Q) A patient of yours has galactose 1 phosphate uridyl transferase deficiency. What enzyme is missing? What is the clinical presentation? What is the treatment?

A) This dx is the most common error of carbohydrate metabolism, galactosemia. Glycolysis is affected, and you see evidence of liver failure, direct hyperbilirubinemia, coag disorders, renal problems (acidosis, glycosuria), emesis, and sepsis. TREAT by eliminating all formulas and foods with galactose.


Q) What is the enzyme disease associated with ornithine transcarbamylase deficiency? How is it inherited? What toxic metabolite forms? MOA? Clinical presentation? Treatment?

A) This...OTCD...is a urea cycle defect inherited in an X-linked fashion. Ornithine couples with carbamylphosphate to make citrulline. If the enzyme is def., ornithine builds up and then urea cannot be made and excreted. AMMONIA builds up instead, and within only 24 hours, the newborn baby will become lethargic and have seizures. DIAGNOSIS by measuring the orotic acid levels in the urine. TREAT with a low fat diet and alternate pathways to excrete nitrogen via benzoic acid and phenylacetate.


Q) Case: Your patient has a respiratory disorder and is cyanotic. He comes in with a normal arterial oxygen tension (PaO2) and a LOW arterial oxygen saturation (SaO2).
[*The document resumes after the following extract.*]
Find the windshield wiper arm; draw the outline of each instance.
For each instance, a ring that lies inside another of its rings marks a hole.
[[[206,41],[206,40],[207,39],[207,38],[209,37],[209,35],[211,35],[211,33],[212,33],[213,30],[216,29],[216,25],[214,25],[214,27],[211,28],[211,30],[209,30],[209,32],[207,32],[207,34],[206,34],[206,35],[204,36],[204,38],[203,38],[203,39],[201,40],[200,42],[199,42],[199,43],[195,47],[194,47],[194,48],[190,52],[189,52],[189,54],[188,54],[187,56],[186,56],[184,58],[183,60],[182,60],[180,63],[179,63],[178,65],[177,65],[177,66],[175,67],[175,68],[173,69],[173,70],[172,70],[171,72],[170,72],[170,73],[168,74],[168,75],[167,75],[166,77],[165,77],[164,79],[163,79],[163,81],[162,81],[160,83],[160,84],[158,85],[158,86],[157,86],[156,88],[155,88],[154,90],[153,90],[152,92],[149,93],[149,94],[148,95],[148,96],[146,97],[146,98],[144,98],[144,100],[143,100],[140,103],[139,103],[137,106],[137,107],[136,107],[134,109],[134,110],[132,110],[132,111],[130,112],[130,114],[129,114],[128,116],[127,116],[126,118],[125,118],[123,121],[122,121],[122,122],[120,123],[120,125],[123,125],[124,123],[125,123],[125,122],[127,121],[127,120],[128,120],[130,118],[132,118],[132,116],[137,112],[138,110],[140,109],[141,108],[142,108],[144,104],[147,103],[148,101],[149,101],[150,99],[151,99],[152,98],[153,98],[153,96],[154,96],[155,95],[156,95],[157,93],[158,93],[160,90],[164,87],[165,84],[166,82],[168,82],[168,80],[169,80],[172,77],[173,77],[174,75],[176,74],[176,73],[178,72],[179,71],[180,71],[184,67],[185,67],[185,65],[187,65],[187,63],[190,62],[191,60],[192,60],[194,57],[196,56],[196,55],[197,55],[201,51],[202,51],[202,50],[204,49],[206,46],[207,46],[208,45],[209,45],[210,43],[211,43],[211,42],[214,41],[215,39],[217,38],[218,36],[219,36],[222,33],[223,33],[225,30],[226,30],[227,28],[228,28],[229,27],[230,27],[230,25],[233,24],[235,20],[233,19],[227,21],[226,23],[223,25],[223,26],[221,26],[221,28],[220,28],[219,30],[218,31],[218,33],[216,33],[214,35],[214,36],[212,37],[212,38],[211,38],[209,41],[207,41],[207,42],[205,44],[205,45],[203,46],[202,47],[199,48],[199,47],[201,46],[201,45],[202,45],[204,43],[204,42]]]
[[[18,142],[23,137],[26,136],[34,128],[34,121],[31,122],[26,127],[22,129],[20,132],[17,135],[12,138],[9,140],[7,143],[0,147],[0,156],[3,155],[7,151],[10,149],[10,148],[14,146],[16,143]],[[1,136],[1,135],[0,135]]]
Your med student rushes to give oxygen therapy and the patient is STILL cyanotic. What does he have? (Pick either Right to left SHUNT, Methemoglobinemia, Respiratory Acidosis). Why?????????? How do you treat?
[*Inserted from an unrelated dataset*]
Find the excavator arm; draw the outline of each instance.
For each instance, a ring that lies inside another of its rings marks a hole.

A) He has Methemoglobinemia. IRON needs to be in the ferrous form (+2) to be able to bind oxygen. In this dx, the IRON is in the ferric form (+3). So giving O2 does not help. You must give methylene blue which aids in the conversion.
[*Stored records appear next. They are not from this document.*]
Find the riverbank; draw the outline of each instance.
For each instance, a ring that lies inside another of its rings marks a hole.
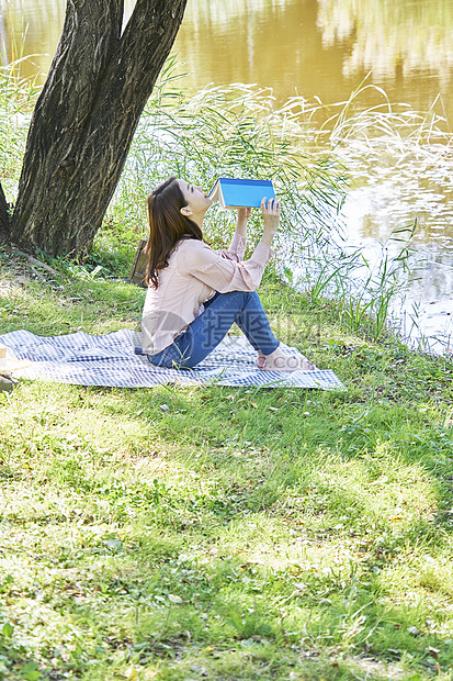
[[[106,271],[0,261],[2,332],[139,322]],[[453,365],[262,299],[346,392],[0,393],[0,678],[451,678]]]

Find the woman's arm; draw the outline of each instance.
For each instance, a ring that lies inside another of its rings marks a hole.
[[[251,215],[251,208],[240,208],[238,210],[238,220],[236,223],[236,234],[247,238],[247,223]]]

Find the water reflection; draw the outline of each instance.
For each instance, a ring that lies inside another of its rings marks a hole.
[[[126,16],[134,5],[126,0]],[[22,71],[45,74],[66,1],[0,0],[0,8],[2,59],[20,56],[25,34],[25,52],[35,56]],[[372,70],[367,82],[412,109],[427,111],[440,93],[438,111],[453,121],[452,31],[453,0],[189,0],[173,52],[192,71],[186,88],[257,82],[280,101],[297,92],[331,104],[347,100]],[[360,107],[376,101],[370,89]],[[418,217],[420,283],[407,304],[446,304],[453,299],[453,161],[445,147],[414,144],[401,154],[394,142],[355,138],[341,149],[355,180],[348,230],[356,243],[384,242]]]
Q) CASE: Please refer to the previous HY Concept 995...why is the answer not right to left shunt? (This is a crucial point)

A) Because, while O2 therapy has very little effect, BOTH oxygen tension (PaO2) AND oxygen saturation (SaO2) are LOW. Recall that in methemoglobinemia, the oxygen gas exhange is NOT affected in the lungs, so PaO2 is NORMAL there!


Q) Speaking of RBCs, a 14 month old male child presents with a hemoglobin of 7.6 and a hematocrit of 24%. The MCV is 65 and the adjusted reticulocyte count is 1.0. Is this ineffective erythropoiesis or not?

A) An ARC less than 2.0 is ineffective erythropoiesis for the anemia, an anemia with ARC more than 2.0 signals hemolysis or blood loss and decent erythropoiesis.


Q) Case: Everyone is going to have to do this procedure: Checking for the red reflex...what happens though if you see a reflection from a white mass within the eye giving the appearance of a white pupil? What diseases can cause this?

A) Congenital cataracts, Retinoblastoma, Glaucoma...RECALL if you see signs of a retinal hemorrhage, think SHAKEN BABY SYNDROME and protect the baby!


Q) Case: One of your patients comes in with blood streaked feces. He is an 19 month old. Fecal Occult blood test is positive. What diagnoses is MOST common here?

A) Anal fissure.


Q) The 19 month kid with the bloody stool.

"Why can't this be IBD?"
"Why can't this be Necrotizing enterocolitis?"
"Why can't this be a Mallory-Weiss tear?"
"What can't this be peptic ulcer disease?"
(So what do you say to each?)

A) Tell him that IBD (Chron's and Ulcerative Colitis) and necrotizing enterocolitis appears later in childhood, and a Mallory Weiss tear and PUD will produce dark MELENA instead!